Vision Path, Inc., the manufacturer of Hubble contact lenses, agreed to pay $3.5 million in penalties and compensation to settle charges brought by the Federal Trade Commission (FTC) alleging that the New York City-based company violated the Contact Lens Rule (CLR) in multiple ways. Among them were failing to obtain prescriptions and properly verifying prescription information, substituting Hubble lenses for those actually prescribed to consumers, and selling contact lenses after prescription verification requests were denied by prescribers. 

Additionally, the FTC alleges that the online seller of direct-to-consumer lenses violated the FTC Act by not disclosing that many reviews of Hubble lenses were not written by unbiased consumers but rather by reviewers who received compensation for their reviews. In at least one instance cited by the FTC, a review was written by one of Hubble’s own executives. 
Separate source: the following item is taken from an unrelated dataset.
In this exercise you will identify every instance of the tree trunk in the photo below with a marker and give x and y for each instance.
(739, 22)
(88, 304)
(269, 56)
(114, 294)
“Hubble’s business model boosted its bottom line but created needless risk for its customers’ eye health,” said Samuel Levine, Director of the FTC’s Bureau of Consumer Protection. “Today’s action makes clear that firms will pay a price for deceiving their customers, flouting the Contact Lens Rule, and using misleading reviews.” 
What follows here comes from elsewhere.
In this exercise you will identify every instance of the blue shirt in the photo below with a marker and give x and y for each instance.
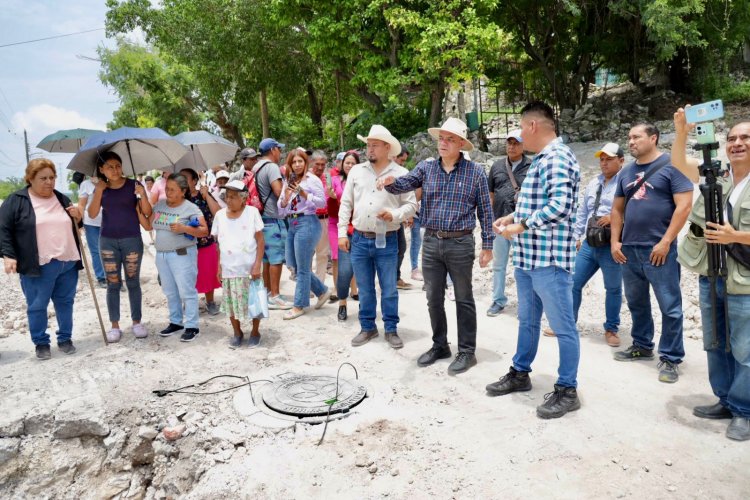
(451, 201)
(649, 211)
(586, 208)
(548, 199)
According to the complaint, prior to the start of the FTC investigation, Hubble did not request copies of consumers’ contact lens prescriptions. In most cases, Hubble went so far as to actually prevent consumers from emailing, uploading, or otherwise providing their prescriptions to Hubble, even when consumers offered to provide that information. This tactic ensured that the company could not receive consumers’ prescriptions and thereby allowed Hubble to act as though it did not know that these customers had prescriptions for non-Hubble lenses. 

Hubble would then contact customers’ prescribers to obtain verification to provide consumers with Hubble lenses. Here, Hubble again employed obfuscatory tactics. The company’s telephonic prescription verification system made it difficult, if not impossible, for prescribers to confirm that a patient’s prescription information was correct, or to deny verification if the prescription was not correct. The FTC complaint notes that, in some cases, Hubble made no verification calls at all, and in other cases, Hubble left verification messages at telephone numbers that obviously did not belong to eye care prescribers. When the prescriber failed to respond to the call it never received, Hubble took that to be “passive verification.” This type of verification occurs when a prescriber does not respond to a seller’s verification request within eight business hours. The seller can then legally make the contact lens sale to the consumer. 
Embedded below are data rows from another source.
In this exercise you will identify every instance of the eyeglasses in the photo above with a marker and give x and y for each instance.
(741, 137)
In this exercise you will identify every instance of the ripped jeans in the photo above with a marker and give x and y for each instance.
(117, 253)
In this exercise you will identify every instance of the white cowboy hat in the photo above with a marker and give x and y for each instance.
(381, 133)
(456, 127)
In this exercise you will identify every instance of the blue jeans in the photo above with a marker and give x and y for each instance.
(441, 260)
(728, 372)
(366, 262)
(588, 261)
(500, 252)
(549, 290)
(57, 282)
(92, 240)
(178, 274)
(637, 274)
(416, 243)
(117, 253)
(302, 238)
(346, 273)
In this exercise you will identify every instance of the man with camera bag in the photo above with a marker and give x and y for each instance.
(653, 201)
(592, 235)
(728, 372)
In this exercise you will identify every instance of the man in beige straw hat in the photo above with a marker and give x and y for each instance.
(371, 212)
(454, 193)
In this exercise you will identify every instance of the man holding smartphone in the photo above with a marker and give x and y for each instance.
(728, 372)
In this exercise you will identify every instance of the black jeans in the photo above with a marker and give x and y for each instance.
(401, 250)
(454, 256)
In other instances, Hubble delivered its verification messages in a garbled robotic computer voice that was difficult to understand. In other instances, Hubble played those messages over “You’re on hold” music despite that being a clear indication that no staff member in the prescriber’s office was listening. 

The Hubble settlement imposes two separate financial penalties on the company. First, Hubble must pay a civil penalty of $1.5 million. Second, the company must pay $2 million in compensation to customers who were damaged by Hubble’s actions. The settlement also bars Hubble from the illegal conduct alleged in the complaint, including violations of the FTC Act, the Fairness to Contact Lens Consumers Act (FCLCA), and the Contact Lens Rule (CLR). 

Hubble stated that “we disagree with many of the FTC’s claims, including the FTC’s characterization of the Hubble team’s intentions, but we believe that this settlement is the best way for Hubble to move forward so we can focus on executing our strategy to grow and evolve the company and expand on our value proposition,” said Steven Druckman, Vision Path’s chief executive.